When self-criticism goes awry
Probably all of us have experienced punitive self-criticism, where we've judged ourselves more harshly and more persistently than we would anyone else. Most of us wish to be better people, which involves recognising wrongdoing, making amends and vowing never to repeat the same moral mistake again.
Unfortunately, many of us think that our moral ambition requires us to be very hard on ourselves lest we give in to a kind of complacency. We don't seem to appreciate readily that punitive self-criticism may undermine our morale, our motivation to change, and that it itself is a moral mistake.
In this article, I want to look at a common form of punitive self-criticism described in some of the literature as 'eternal penance' (this is not to be understood here primarily in a religious sense). This pattern of self-criticism is when someone does something wrong, they then recognise their wrongdoing and feel guilty, they try and make amends and vow never to repeat the mistake again, but all this reparative work nevertheless leads them back to where they started, as they continue to punish themselves with severe self-criticism.
You can see why this pattern is often called 'eternal penance' because the person believes that they are morally required to punish themselves indefinitely.
Perhaps an analogy will highlight how repeated punitive self-criticism is misguided. Say someone is convicted in a court of law for a crime, they serve their time, and during this, they show how penitent they are for their previous actions. The 'eternal penance' scenario is where such a person does the necessary moral work and yet puts themselves in the dock again for the same crime to be tried by the judge again-and again and again.
To treat oneself in this way is a moral mistake, as such criticism becomes a form of condemning oneself overall, which makes it much harder to become a better person (how can you keep on developing morally when your inner critic is telling you that you are to punish yourself indefinitely for any given act?). There has to be some faith, indeed some hope that in the future you can be different enough from the former you if moral progress is to be achieved, and unrelenting punitive self-criticism detracts from this by keeping you stuck in a ceaseless present.

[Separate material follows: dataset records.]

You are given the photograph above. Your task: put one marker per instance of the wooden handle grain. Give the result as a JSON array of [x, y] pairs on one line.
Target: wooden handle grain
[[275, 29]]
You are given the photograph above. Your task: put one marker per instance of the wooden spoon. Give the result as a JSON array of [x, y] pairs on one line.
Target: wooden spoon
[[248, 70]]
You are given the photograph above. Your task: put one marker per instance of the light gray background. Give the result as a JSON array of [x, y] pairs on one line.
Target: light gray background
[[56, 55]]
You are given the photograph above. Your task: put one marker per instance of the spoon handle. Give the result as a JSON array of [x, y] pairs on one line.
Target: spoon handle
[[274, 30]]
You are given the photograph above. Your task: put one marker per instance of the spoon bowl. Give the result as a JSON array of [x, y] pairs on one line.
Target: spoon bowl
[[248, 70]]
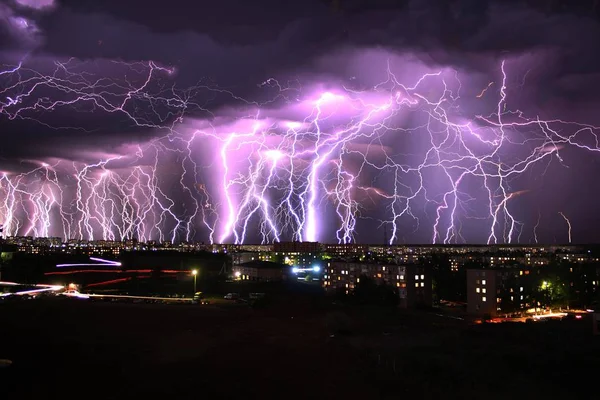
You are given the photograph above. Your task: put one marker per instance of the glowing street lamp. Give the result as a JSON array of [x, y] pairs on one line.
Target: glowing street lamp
[[195, 274]]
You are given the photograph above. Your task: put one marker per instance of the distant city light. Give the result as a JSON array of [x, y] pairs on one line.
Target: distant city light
[[100, 263]]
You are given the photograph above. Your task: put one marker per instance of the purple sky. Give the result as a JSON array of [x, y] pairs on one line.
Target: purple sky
[[314, 46]]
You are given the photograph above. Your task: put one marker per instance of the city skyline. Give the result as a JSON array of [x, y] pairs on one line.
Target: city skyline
[[359, 142]]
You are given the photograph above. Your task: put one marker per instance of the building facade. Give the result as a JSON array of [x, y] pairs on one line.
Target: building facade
[[259, 271], [412, 282], [492, 292]]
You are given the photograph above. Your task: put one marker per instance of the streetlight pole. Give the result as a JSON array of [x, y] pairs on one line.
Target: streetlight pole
[[195, 274]]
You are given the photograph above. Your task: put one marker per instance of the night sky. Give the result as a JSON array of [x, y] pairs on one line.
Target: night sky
[[261, 60]]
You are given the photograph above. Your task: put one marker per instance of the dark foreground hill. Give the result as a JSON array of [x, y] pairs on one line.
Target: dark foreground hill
[[63, 349]]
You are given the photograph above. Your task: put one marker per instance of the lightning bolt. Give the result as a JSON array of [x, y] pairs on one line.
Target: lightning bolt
[[303, 165], [568, 224]]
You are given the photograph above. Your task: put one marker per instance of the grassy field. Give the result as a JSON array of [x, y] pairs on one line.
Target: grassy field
[[122, 351]]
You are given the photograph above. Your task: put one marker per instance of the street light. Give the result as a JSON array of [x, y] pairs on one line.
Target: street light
[[195, 273]]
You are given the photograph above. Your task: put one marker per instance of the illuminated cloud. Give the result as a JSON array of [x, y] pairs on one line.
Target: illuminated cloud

To better understand the error in such forms of self-criticism, it is helpful to examine the function of the inner critic, In essence, the inner critic's main job is to evaluate our actions and related to this, our motivations. From a moral perspective, the inner critic is there to judge the rightness or wrongness of your acts and to respond accordingly.
In the case of where we've done the right thing, your inner critic should be there to acknowledge and affirm how you've acted, and to consider ways, if necessary, to repeat those actions in the future. In the case of actual wrongdoing, your inner critic's task is to determine the nature of the moral mistake, to work out how to make amends and how to show penitence.
While the latter scenario involves some careful evaluating (e.g. determining the extent of the wrongdoing or how much regret one should feel are not always easy judgement calls to make), we can see a clear distinction between constructive and damaging forms of self-criticism: the former is always focused on making actual moral improvements in behaviour, whereas the latter is fixated on punishment irrespective of a change of heart.
So if you find yourself still punishing yourself for a wrong you've committed, even though you've recognised why it's wrong, you've shown remorse, made amends (if possible) and never repeated it, then it is time to halt the harsh self-criticism, try and forgive yourself and move forward. If doing this on your own proves to be a challenge, seeking out a professional counsellor will aid you in tackling your inner critic, achieving self-forgiveness and building a more constructive and kinder inner critic.